New vet clinic opens at Jackson County Animal Shelter
The Jackson County Animal Shelter stays close to full capacity all year long. Now, all the shelter’s animals have better access to healthcare since the official grand opening of the new on-site veterinary clinic.
Hurley Ray the dog may not have his manhood anymore, but this canine is making history as one of the first animals to get fixed at the Jackson County Animal Shelter’s new veterinary clinic. Dr. Amy Larsen said, “It will give us a chance to better treat the animals that are in the community that need vaccinations, spays, and neuters.”
The $125,000 facility will help provide better healthcare for sick, abandoned animals that come through the shelter’s doors. Shelter animals in need of medical attention can now be put in quarantine, allocating new space the shelter was in desperate need of before. Maridee Mallette with Jackson County Animal Shelter said, “We went from 800 square foot FEMA cottage to a 3,000 square foot big, nice building with new equipment, more tables, more area.”

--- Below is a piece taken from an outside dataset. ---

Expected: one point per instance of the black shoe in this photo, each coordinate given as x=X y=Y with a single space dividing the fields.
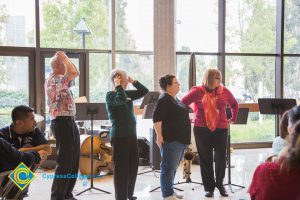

The new clinic will be helping the over 250 animals at the shelter, as well as in the long run help with the over-capacity problem. Jackson County Animal Shelter Director Joseph Barlow said, “Spay and neutering these animals will have a long-term impact on the number of animals we see in the future.”
“We have a problem in Jackson County and we need to cut down on the overpopulation crisis that we’re having so this is a major accomplishment,” said Mallette.
The medical staff here are dedicated to making a difference for these animals left behind. Vet Tech Jessica Kiasinec said, “It makes me grateful that I get the opportunity to help all these animals and help our public and to be part of this team that has a great mission in mind.”
The clinic is just the first step of a planned $1.3 million renovation to the animal shelter that officials hope to break ground on soon.